Re: Avro Python appending data

2010-12-22 Thread Jeff Hammerbacher
Hey Felix,

See the test_append() function at
http://svn.apache.org/viewvc/avro/trunk/lang/py/test/test_datafile.py?view=markup
.

Regards,
Jeff

On Wed, Dec 22, 2010 at 4:59 PM, felix gao gre1...@gmail.com wrote:

 Hi all,

 I am having trouble adding more data into a file.

 Environment: Python 2.6.5, avro-1.3.3-py2.6

 Program looks like this

 from avro import schema, datafile, io

 OUTFILE_NAME = 'sample.avro'

 SCHEMA_STR = {
 type: record,
 name: bkSampleAvro,
 namespace: bk_avro_example,
 fields: [
 {   name: name   , type: string   },
 {   name: age, type: int  },
 {   name: address, type: string   },
 {   name: value  , type: long }
 ]
 }

 SCHEMA = schema.parse(SCHEMA_STR)
 def write_avro_file():
 # Lets generate our data
 data = {}
 data['name']= 'Foo'
 data['age'] = 19
 data['address'] = '10, Bar Eggs Spam'
 data['value']   = 800

 rec_writer = io.DatumWriter(SCHEMA)

 df_writer = datafile.DataFileWriter(
 open(OUTFILE_NAME, 'ab'),
 rec_writer,
 writers_schema = SCHEMA,
 codec = 'deflate'
 )

 df_writer.append(data)

 df_writer.close()

 def read_avro_file():
 rec_reader = io.DatumReader()

 df_reader = datafile.DataFileReader(
 open(OUTFILE_NAME, rb),
 rec_reader
 )

 for record in df_reader:
 print record['name'], record['age']
 print record['address'], record['value']
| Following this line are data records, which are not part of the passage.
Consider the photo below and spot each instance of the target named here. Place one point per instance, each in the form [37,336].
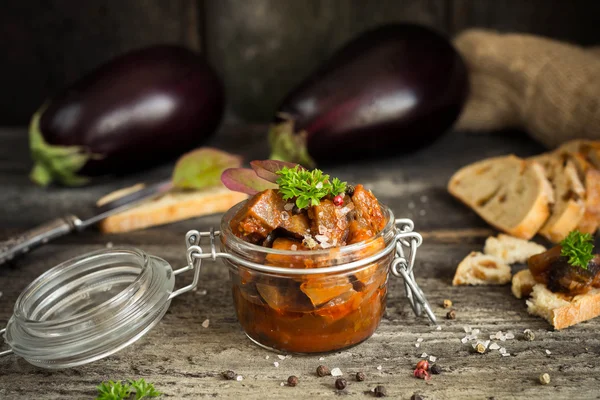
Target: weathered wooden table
[185,359]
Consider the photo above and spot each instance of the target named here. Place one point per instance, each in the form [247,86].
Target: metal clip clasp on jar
[402,266]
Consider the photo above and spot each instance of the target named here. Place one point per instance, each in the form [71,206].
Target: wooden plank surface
[184,359]
[263,48]
[48,45]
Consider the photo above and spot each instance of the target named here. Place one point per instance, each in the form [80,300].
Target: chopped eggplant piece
[296,225]
[367,207]
[260,216]
[326,225]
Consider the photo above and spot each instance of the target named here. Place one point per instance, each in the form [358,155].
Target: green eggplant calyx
[286,145]
[55,163]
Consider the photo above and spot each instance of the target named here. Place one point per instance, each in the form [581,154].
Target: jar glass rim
[20,311]
[226,232]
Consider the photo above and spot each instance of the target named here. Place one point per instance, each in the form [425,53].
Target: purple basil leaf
[267,169]
[245,180]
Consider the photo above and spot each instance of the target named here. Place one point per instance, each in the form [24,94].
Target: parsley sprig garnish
[307,187]
[578,247]
[121,391]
 if __name__ == '__main__':
 # Write an AVRO file first
 write_avro_file()
 write_avro_file()

 # Now, read it
 read_avro_file()


 The result looks like

 Foo 19
 10, Bar Eggs Spam 800
 Traceback (most recent call last):
   File /Users/felixgao/Desktop/workspace/Python/avro/avroExample1.py,
 line 124, in module
 read_avro_file()
   File /Users/felixgao/Desktop/workspace/Python/avro/avroExample1.py,
 line 112, in read_avro_file
 for record in df_reader:
   File
 /opt/local/Library/Frameworks/Python.framework/Versions/2.6/lib/python2.6/site-packages/avro-1.3.3-py2.6.egg/avro/datafile.py,
 line 318, in next
 datum = self.datum_reader.read(self.datum_decoder)
   File
 /opt/local/Library/Frameworks/Python.framework/Versions/2.6/lib/python2.6/site-packages/avro-1.3.3-py2.6.egg/avro/io.py,
 line 411, in read
 return self.read_data(self.writers_schema, self.readers_schema,
 decoder)
   File
 /opt/local/Library/Frameworks/Python.framework/Versions/2.6/lib/python2.6/site-packages/avro-1.3.3-py2.6.egg/avro/io.py,
 line 456, in read_data
 return self.read_record(writers_schema, readers_schema, decoder)
   File
 /opt/local/Library/Frameworks/Python.framework/Versions/2.6/lib/python2.6/site-packages/avro-1.3.3-py2.6.egg/avro/io.py,
 line 648, in read_record
 field_val = self.read_data(field.type, readers_field.type, decoder)
   File
 /opt/local/Library/Frameworks/Python.framework/Versions/2.6/lib/python2.6/site-packages/avro-1.3.3-py2.6.egg/avro/io.py,
 line 434, in read_data
 return decoder.read_utf8()
   File
 /opt/local/Library/Frameworks/Python.framework/Versions/2.6/lib/python2.6/site-packages/avro-1.3.3-py2.6.egg/avro/io.py,
 line 210, in read_utf8
 return unicode(self.read_bytes(), utf-8)
 UnicodeDecodeError: 'utf8' codec can't decode bytes in position 14-15:
 invalid data



 if I remove the second write_avro_file() call then everything is fine.  How
 to properly append more data into the file?

 Thanks,

 Felix



Re: Avro Python appending data

2010-12-22 Thread Harsh J
Hi,

On Thu, Dec 23, 2010 at 6:29 AM, felix gao gre1...@gmail.com wrote:
 Hi all,

 I am having trouble adding more data into a file.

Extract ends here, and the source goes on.